Diverso è invece il caso dei comprimari di Nick, per i quali gli autori aggiungono alla parva materia iniziale delle suggestioni originali fornendo al lettore elementi, seppur scarni, su cosa sia loro avvenuto “dopo”: è il caso di Marvin, così come (in misura minore) di Art e Alfie. È per ovvie ragioni il caso di Jimmy, perno su cui si snoda in pratica l’intera vicenda, ma in questo caso attraverso l’elemento esterno di cui prima si diceva, ossia il giovane Matt, talento informatico e protégé dell’esperto di computer del distretto centrale di polizia. Leggermente diverso è invece il caso del capitano Philip “ciaocara” Vance, che risulta di gran lunga il personaggio meglio tratteggiato di tutti, distante anni luce dalla macchietta che ricordavamo dalla serie originale, e anzi finalmente presentato come figura carismatica e reale elemento di spicco e di riferimento per il distretto.

Meriti (e demeriti) dell’impianto grafico

Il comparto grafico è stato affidato ad un gruppo composto quasi interamente da giovani e brillanti disegnatori, quali Marco Foderà, Massimo Cipriani, Ivan Vitolo, Ivan Zoni e Rosario Raho – quest’ultimo autore anche delle copertine. L’unica eccezione è nel numero 2, illustrato dal veterano Mario Jannì.
Anche in questo caso il distacco appare netto rispetto alla resa “classica” dell’universo raideriano: la gestione del ritmo è sempre sostenuta; la scansione delle tavole, pur non indulgendo in chissà quali acrobazie d’inquadratura, denota la presenza di una regia ispirata alle moderne serie tv di tipo procedural; la pulizia e l’attenzione ai dettagli, anche in situazioni di eutrofia grafica, sono costantemente curate. Un paragone che viene da fare è quello con la serie nostrana Diabolik, le cui storie rispondono ad un decalogo molto rigido per quanto concerne la realizzazione e la cura sia dei testi che dei disegni, a cui però corrisponde un elevatissimo livello di coerenza (in questo caso la parola più corretta da utilizzare sarebbe l’inglese consistency, che centra appieno il senso della frase). Nel nostro caso, anche se i diversi autori presentano cifre stilistiche peculiari e riconoscibili, il risultato finale è quello di un prodotto internamente correlato e globalmente compiuto in sé, ed è un risultato tutt’altro che scontato.
In appendice, va ribadito l’appunto fatto alle cover nell’analisi del primo numero: le composizioni finali soffrono infatti fino alla fine di un eccesso di staticità, con personaggi in pose quasi calcolate, dando così un’idea di posticcio. In questo caso, il confronto con il compianto Ramella risulta chiaramente a vantaggio di quest’ultimo.

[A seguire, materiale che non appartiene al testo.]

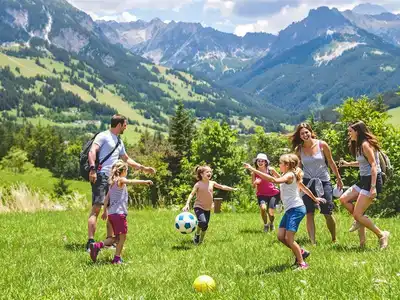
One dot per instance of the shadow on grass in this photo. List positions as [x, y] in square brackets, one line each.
[350, 248]
[303, 240]
[252, 231]
[272, 270]
[75, 247]
[99, 262]
[184, 246]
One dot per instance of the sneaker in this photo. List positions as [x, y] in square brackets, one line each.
[117, 261]
[384, 240]
[113, 246]
[88, 245]
[355, 226]
[303, 266]
[196, 239]
[304, 254]
[94, 251]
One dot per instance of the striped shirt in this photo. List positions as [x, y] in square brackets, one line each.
[118, 199]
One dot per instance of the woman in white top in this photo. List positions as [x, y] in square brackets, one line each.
[290, 183]
[364, 146]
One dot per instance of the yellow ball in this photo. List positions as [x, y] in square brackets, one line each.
[204, 284]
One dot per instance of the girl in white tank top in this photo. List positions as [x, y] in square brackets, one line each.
[290, 182]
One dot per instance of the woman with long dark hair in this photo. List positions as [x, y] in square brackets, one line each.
[315, 156]
[365, 148]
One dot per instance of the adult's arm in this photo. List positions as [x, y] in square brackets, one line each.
[369, 153]
[136, 165]
[328, 155]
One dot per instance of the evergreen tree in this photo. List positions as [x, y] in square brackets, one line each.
[181, 131]
[61, 188]
[181, 134]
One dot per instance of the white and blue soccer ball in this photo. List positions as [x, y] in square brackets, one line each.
[185, 222]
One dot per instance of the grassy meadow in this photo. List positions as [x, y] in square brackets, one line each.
[395, 116]
[43, 257]
[46, 182]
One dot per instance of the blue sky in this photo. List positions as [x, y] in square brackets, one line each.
[236, 16]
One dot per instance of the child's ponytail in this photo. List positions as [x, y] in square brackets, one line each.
[117, 170]
[293, 162]
[199, 170]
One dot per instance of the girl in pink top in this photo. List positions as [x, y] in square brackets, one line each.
[203, 189]
[267, 194]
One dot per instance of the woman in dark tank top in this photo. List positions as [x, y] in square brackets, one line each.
[315, 156]
[364, 147]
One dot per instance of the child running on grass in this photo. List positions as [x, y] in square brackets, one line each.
[267, 194]
[203, 189]
[116, 210]
[290, 183]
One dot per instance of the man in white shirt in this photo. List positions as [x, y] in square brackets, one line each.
[104, 144]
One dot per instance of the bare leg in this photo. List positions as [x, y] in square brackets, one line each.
[331, 224]
[271, 215]
[362, 235]
[363, 202]
[311, 227]
[120, 245]
[347, 198]
[109, 241]
[263, 211]
[294, 246]
[110, 231]
[92, 221]
[281, 236]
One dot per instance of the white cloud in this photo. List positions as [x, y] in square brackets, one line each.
[124, 17]
[286, 16]
[113, 7]
[259, 26]
[224, 6]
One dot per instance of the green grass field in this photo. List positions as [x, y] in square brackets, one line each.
[46, 182]
[43, 257]
[395, 116]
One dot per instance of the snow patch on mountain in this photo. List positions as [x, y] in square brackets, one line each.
[21, 18]
[387, 68]
[377, 52]
[335, 51]
[154, 55]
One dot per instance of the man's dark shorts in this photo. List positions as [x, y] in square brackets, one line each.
[325, 208]
[99, 189]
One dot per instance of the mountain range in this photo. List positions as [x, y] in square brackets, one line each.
[310, 65]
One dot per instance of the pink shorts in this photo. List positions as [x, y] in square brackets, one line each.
[118, 223]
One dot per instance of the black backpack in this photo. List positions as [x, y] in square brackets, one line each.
[84, 167]
[385, 164]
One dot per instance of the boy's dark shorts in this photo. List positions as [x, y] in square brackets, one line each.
[100, 189]
[325, 208]
[270, 201]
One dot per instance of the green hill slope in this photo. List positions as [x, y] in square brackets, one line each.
[395, 116]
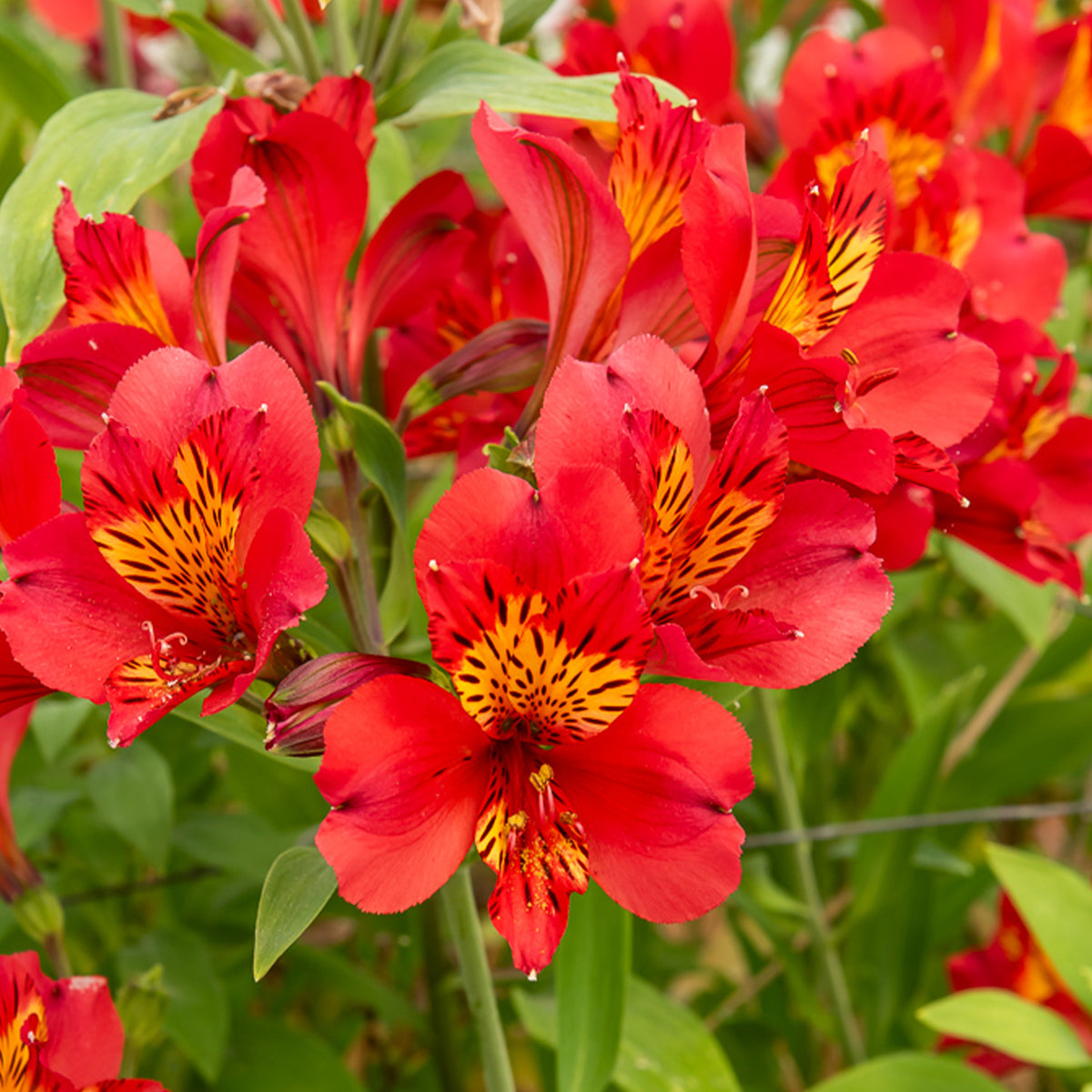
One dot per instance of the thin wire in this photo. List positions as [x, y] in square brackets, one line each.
[830, 831]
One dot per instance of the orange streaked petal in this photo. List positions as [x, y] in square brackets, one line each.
[169, 529]
[653, 162]
[546, 671]
[833, 263]
[108, 272]
[740, 500]
[531, 838]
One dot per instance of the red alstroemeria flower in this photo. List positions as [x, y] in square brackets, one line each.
[688, 43]
[747, 579]
[965, 206]
[610, 252]
[1058, 165]
[292, 288]
[1025, 472]
[550, 757]
[1013, 960]
[129, 292]
[191, 557]
[59, 1036]
[875, 380]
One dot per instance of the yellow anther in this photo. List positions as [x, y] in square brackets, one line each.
[541, 778]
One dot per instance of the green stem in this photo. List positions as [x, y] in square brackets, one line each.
[289, 53]
[119, 63]
[369, 36]
[361, 576]
[392, 43]
[305, 38]
[54, 943]
[440, 998]
[341, 38]
[793, 818]
[458, 899]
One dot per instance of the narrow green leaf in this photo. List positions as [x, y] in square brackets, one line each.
[1029, 606]
[664, 1046]
[56, 721]
[30, 79]
[454, 80]
[1057, 905]
[299, 884]
[197, 1018]
[592, 966]
[390, 173]
[1008, 1022]
[224, 53]
[134, 793]
[108, 150]
[378, 450]
[910, 1073]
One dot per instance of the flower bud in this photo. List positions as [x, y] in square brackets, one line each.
[298, 709]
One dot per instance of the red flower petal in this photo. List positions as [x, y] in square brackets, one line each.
[405, 770]
[654, 794]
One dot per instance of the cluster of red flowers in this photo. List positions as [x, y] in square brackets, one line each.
[718, 394]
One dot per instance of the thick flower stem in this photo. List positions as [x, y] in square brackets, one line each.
[399, 22]
[305, 38]
[440, 998]
[369, 41]
[458, 898]
[289, 53]
[119, 65]
[343, 53]
[793, 817]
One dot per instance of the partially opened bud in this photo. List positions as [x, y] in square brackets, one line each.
[298, 709]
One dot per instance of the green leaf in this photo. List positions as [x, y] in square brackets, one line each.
[910, 1073]
[30, 79]
[56, 721]
[197, 1016]
[664, 1046]
[1029, 606]
[270, 1057]
[298, 887]
[134, 793]
[1008, 1022]
[1057, 905]
[390, 173]
[592, 964]
[454, 79]
[378, 450]
[382, 460]
[224, 53]
[238, 844]
[108, 150]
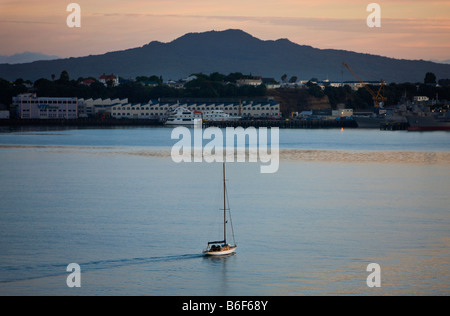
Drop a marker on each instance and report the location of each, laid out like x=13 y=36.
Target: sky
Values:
x=415 y=29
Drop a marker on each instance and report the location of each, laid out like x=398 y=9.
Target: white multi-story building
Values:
x=29 y=106
x=94 y=107
x=158 y=110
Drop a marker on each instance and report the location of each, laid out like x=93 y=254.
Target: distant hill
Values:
x=231 y=51
x=26 y=57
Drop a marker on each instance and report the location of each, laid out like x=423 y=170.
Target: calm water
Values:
x=136 y=223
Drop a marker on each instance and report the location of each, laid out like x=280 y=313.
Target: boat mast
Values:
x=224 y=208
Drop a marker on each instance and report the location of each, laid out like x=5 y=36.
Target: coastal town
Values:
x=253 y=101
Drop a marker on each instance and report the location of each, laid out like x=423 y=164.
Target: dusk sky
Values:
x=414 y=29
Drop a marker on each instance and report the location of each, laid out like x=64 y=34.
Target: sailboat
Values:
x=221 y=248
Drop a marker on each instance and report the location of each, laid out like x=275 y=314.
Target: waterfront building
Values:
x=159 y=109
x=4 y=115
x=98 y=107
x=112 y=79
x=29 y=106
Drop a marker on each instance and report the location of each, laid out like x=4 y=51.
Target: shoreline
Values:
x=416 y=158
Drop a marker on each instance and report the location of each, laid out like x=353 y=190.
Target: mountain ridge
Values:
x=231 y=51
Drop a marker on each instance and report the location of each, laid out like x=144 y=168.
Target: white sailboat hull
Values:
x=220 y=252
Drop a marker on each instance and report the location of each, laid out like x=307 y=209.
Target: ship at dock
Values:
x=183 y=116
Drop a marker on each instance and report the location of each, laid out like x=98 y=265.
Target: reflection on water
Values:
x=136 y=222
x=310 y=155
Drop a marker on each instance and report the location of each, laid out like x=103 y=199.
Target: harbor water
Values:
x=114 y=202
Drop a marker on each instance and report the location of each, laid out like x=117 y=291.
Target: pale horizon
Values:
x=416 y=30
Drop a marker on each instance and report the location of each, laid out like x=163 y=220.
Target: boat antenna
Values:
x=224 y=207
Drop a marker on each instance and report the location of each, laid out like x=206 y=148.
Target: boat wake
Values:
x=10 y=274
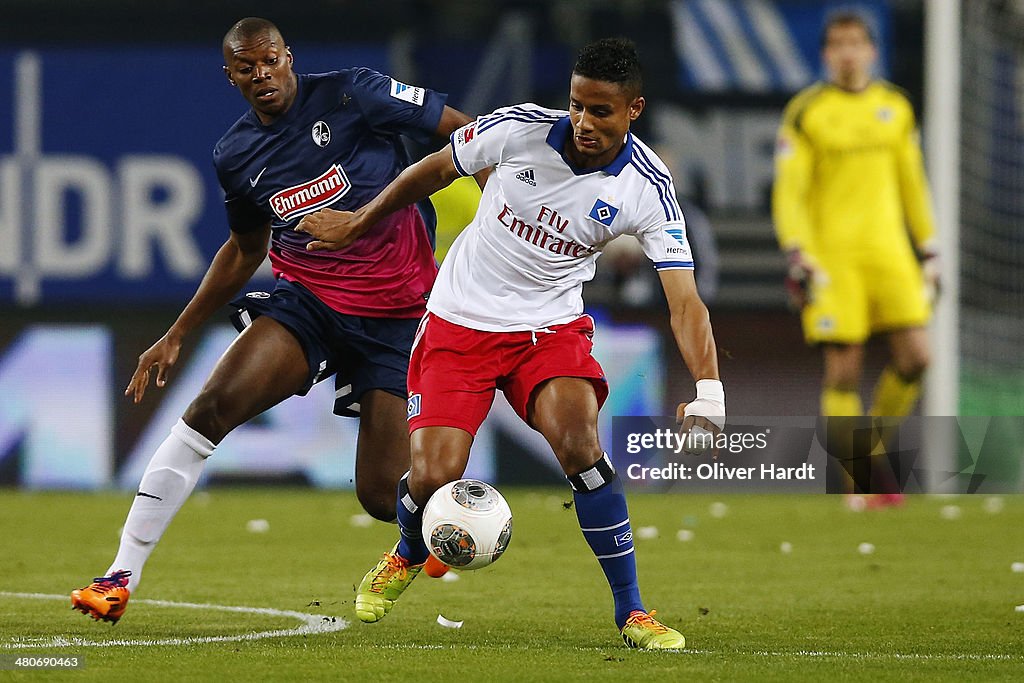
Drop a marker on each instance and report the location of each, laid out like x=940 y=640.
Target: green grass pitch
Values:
x=935 y=600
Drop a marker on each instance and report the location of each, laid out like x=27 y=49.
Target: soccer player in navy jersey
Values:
x=507 y=313
x=308 y=141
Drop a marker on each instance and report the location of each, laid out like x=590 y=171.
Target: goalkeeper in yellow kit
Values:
x=852 y=211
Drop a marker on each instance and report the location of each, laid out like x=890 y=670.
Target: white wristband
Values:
x=712 y=390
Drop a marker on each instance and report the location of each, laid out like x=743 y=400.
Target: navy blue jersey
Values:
x=338 y=145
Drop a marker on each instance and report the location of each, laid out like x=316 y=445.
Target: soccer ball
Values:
x=467 y=524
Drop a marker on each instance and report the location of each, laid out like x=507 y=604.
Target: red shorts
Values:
x=454 y=370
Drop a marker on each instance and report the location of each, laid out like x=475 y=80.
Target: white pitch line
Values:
x=311 y=624
x=810 y=654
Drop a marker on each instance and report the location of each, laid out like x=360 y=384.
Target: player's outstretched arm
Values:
x=336 y=229
x=235 y=263
x=691 y=328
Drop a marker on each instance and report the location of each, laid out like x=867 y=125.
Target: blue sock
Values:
x=411 y=544
x=605 y=523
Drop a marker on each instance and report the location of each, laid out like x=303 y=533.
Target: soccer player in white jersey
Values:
x=506 y=311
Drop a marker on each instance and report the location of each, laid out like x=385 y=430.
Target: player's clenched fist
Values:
x=702 y=419
x=163 y=354
x=331 y=229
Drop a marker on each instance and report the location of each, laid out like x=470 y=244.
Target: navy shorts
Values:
x=363 y=353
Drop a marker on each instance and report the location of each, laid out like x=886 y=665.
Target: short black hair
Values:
x=847 y=17
x=611 y=60
x=250 y=27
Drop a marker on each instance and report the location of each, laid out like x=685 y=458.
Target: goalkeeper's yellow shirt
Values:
x=849 y=176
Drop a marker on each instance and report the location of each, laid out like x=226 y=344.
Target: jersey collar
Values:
x=558 y=136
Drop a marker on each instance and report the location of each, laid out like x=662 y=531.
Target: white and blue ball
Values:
x=467 y=524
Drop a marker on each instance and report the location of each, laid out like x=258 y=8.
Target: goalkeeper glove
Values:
x=799 y=278
x=702 y=419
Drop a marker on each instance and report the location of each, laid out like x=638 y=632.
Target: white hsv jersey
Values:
x=541 y=224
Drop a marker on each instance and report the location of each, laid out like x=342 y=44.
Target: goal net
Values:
x=991 y=250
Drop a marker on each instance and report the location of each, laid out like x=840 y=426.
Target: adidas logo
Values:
x=526 y=176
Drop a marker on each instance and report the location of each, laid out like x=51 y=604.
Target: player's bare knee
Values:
x=207 y=416
x=577 y=451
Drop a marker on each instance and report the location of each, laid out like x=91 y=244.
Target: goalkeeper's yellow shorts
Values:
x=852 y=301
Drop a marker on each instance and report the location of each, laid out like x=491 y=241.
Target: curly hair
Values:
x=611 y=60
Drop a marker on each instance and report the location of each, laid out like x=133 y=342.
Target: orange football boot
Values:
x=434 y=567
x=104 y=599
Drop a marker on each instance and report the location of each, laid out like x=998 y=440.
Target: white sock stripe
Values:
x=410 y=504
x=193 y=438
x=606 y=528
x=608 y=462
x=591 y=478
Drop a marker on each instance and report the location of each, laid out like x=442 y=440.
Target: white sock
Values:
x=168 y=480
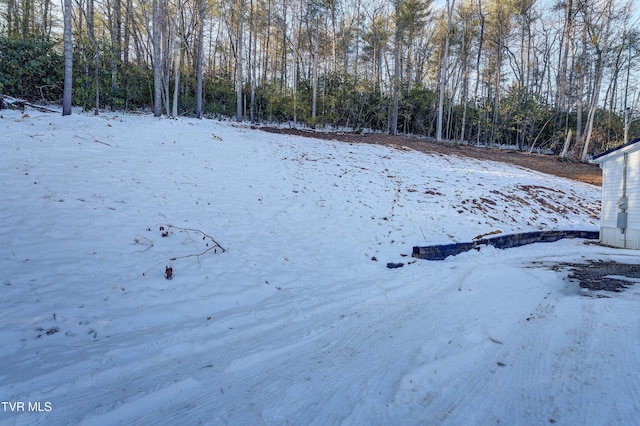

“I am too old for this shit”

(cit. Roger Murtaugh, Lethal Weapon 1987)

Tirando le somme, la pur anticipata generale bontà dell’esito finale trova un evidente limite nella gestione dell’anagrafica dei personaggi. Partiamo da alcuni elementi assodati: da un lato, i personaggi dei fumetti seriali raramente invecchiano. Se lo fanno, il fenomeno avviene comunque in maniera molto più rallentata che nella realtà – basti pensare a Martin Mystére che, pur essendo un personaggio relativamente calato nelle maglie del realismo (ha infatti una data di nascita ben precisa e documentata, tanto per dirne una), dimostra meno anni di quanto dovrebbe grazie all’azione di alcuni acconci artifizi. Da questo punto di vista, Nick e soci non sono mai invecchiati fintantoché la serie regolare è andata avanti, salvo poi ritrovarli ora tutti un po’ più agée dopo soli nove anni dagli ultimi eventi che li avevano visti lavorare insieme.
A ciò si affianca un altro interessante fenomeno legato alla serialità: come nei Fantastic Four (giusto per fare un esempio poco noto) Reed Richards e Susan Storm hanno avuto due figli che sono nel tempo cresciuti – mentre i due fantastici genitori sono rimasti pressochè identici – anche qui vediamo il famoso “elemento esterno” Matt Barnes venire introdotto come un bambino di circa 10 anni, per poi essere presentato numero dopo numero prima come adolescente, e infine come adulto, mentre il protagonista eponimo della serie ed i suoi comprimari rimangono sempre uguali a se stessi (fatto salvo per il solo Vance che qualche spruzzatina di grigio inizia a presentarla, ad un certo punto).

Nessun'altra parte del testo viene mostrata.